JP – Sí, pero esos temas se han superado políticamente, no son más obstáculo; los obstáculos vienen más bien por el lado de ciertos legisladores en el Congreso de Estados Unidos que tienen preocupaciones respecto de determinadas producciones sobre todo agropecuarias en su país. Son negociaciones que se han llevado por muchos años, que han ido progresando, y somos optimistas, esperamos que a medida que vaya pasando lo peor de esta crisis se pueda aliviar, sobre todo porque Nueva Zelandia es un país relativamente pequeño que no le puede provocar un problema comercial muy grande a Estados Unidos.

De todas maneras, el gobierno neocelandés en todos los foros ha remarcado muy fuertemente la importancia de evitar la tentación proteccionista, porque sería tirarse un tiro en su propio pie: el que aplica alguna medida proteccionista se expone a que otros le retribuyan.

EC – Nueva Zelandia tiene un TIFA con Estados Unidos. ¿Qué le ha significado en materia comercial?

JP – El mercado de Estados Unidos es el segundo mercado para Nueva Zelandia, por tanto ha habido una actividad comercial muy importante, muchas empresas neocelandesas están instaladas en Estados Unidos y comercian regularmente, e incluso hay empresas que han invertido en Estados Unidos, que tienen fábricas e importantes intereses en ese país. Estados Unidos es un socio comercial fundamental para Nueva Zelandia.

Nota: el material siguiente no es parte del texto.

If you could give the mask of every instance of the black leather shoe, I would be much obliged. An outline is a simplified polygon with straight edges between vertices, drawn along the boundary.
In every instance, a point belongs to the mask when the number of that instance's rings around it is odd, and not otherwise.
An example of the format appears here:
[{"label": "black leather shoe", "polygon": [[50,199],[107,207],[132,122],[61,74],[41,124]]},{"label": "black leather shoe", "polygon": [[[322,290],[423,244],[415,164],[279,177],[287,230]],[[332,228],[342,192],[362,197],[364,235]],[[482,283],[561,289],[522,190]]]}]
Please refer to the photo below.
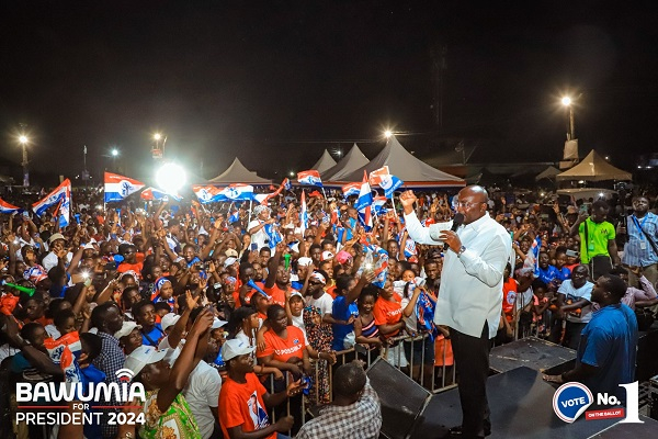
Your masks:
[{"label": "black leather shoe", "polygon": [[[485,437],[486,436],[490,436],[491,435],[491,425],[488,423],[485,423]],[[462,431],[462,426],[455,426],[453,428],[451,428],[449,431],[449,438],[463,438],[464,437],[464,432]]]}]

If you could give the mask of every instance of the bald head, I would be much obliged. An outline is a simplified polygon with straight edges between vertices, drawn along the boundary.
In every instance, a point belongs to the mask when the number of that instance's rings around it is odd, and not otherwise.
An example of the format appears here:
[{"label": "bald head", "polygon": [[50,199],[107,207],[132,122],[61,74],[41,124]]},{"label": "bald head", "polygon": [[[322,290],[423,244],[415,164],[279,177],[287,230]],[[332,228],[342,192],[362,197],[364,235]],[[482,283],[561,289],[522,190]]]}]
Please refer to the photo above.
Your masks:
[{"label": "bald head", "polygon": [[464,224],[470,224],[487,214],[489,194],[480,185],[467,185],[457,195],[457,212],[464,215]]}]

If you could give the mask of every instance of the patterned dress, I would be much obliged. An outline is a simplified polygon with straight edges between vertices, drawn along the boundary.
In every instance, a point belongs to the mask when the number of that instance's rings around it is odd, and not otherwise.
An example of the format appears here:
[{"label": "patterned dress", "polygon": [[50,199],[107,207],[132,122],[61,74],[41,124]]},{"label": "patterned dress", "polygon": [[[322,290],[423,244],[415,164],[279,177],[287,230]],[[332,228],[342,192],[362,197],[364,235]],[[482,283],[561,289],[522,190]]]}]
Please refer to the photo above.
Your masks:
[{"label": "patterned dress", "polygon": [[[331,325],[320,323],[316,325],[313,320],[314,316],[319,316],[321,319],[320,308],[316,306],[307,306],[304,308],[304,326],[306,327],[306,338],[310,347],[318,352],[327,352],[331,350],[333,341],[333,333]],[[309,393],[310,404],[329,404],[330,387],[329,387],[329,364],[327,360],[318,360],[317,373],[313,376],[314,384]]]},{"label": "patterned dress", "polygon": [[139,429],[143,439],[198,439],[201,432],[182,393],[179,393],[167,412],[158,408],[158,391],[147,392],[144,404],[146,423]]}]

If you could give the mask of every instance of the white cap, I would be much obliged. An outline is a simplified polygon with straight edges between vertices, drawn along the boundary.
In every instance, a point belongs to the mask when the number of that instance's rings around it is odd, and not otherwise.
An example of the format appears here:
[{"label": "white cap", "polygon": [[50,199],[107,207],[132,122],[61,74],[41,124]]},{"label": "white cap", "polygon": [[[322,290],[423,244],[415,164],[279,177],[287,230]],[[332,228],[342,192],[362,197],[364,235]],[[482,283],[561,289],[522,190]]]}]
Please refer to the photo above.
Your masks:
[{"label": "white cap", "polygon": [[126,357],[124,368],[132,370],[133,373],[137,375],[146,364],[157,363],[162,360],[166,354],[167,350],[157,350],[152,346],[141,345]]},{"label": "white cap", "polygon": [[181,318],[181,316],[178,314],[174,314],[174,313],[164,314],[164,316],[160,320],[160,326],[162,327],[162,330],[166,330],[170,326],[175,325],[175,323],[179,320],[179,318]]},{"label": "white cap", "polygon": [[329,250],[325,250],[322,251],[322,257],[320,258],[321,261],[326,261],[329,259],[333,259],[333,254]]},{"label": "white cap", "polygon": [[[247,353],[251,353],[256,350],[256,346],[249,346],[242,340],[238,340],[232,338],[230,340],[226,340],[222,346],[222,359],[226,362],[228,360],[232,360],[238,356],[245,356]],[[127,360],[126,360],[127,362]]]},{"label": "white cap", "polygon": [[226,320],[220,320],[217,317],[213,318],[213,326],[211,326],[211,329],[219,329],[220,327],[223,327],[224,325],[226,325],[228,322]]},{"label": "white cap", "polygon": [[226,258],[226,260],[224,261],[224,268],[228,268],[230,266],[232,266],[234,263],[237,262],[237,258]]},{"label": "white cap", "polygon": [[297,259],[297,267],[308,267],[313,263],[313,259],[310,259],[307,256],[303,256],[299,259]]},{"label": "white cap", "polygon": [[116,333],[114,333],[114,337],[115,338],[122,338],[122,337],[125,337],[127,335],[131,335],[131,333],[135,328],[141,329],[141,325],[137,325],[135,322],[124,322],[123,325],[121,326],[121,329],[117,330]]}]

EC – ¿Qué papel está jugando la institución en la que usted se desempeña, New Zealand Trade and Enterprise, en este contexto tan complicado?

JP – Continuamos con nuestra actividad de apoyo al comercio y a las inversiones de empresas neocelandesas en todo el mundo. Estamos reforzando al máximo posible con el apoyo de la oficina de garantías financieras del gobierno, el Export Credit Office. El gobierno también ha reforzado la capacidad de esta oficina para ofrecer garantías bancarias que les permitan a las empresas acceder a mejor crédito comercial para la exportación y así evitar paralizar o perder contratos, porque uno de los efectos de esta crisis es que se ha reducido el crédito comercial para las empresas, sobre todo para las pequeñas y medianas.

EC – ¿En qué medida esta situación es una preocupación a nivel político y social dentro del país? ¿En qué medida esto se está procesando de manera consensuada? ¿Qué tipo de conflictos se ha generado en Nueva Zelandia?

JP – Es una democracia, todo se discute y hay distintos puntos de vista sobre distintos aspectos, pero en general el país ha tenido un nivel de conflictividad muy bajo y en cierta manera hay un consenso bastante grande. El gobierno tiene un alto grado de popularidad y un apoyo importante en esta situación.

Yo diría que, en general, en el público de Nueva Zelandia hay preocupación, pero no hay histeria respecto a este tema. Se está manejando de una manera muy prudente; se discute, pero no se ven mayores conflictos.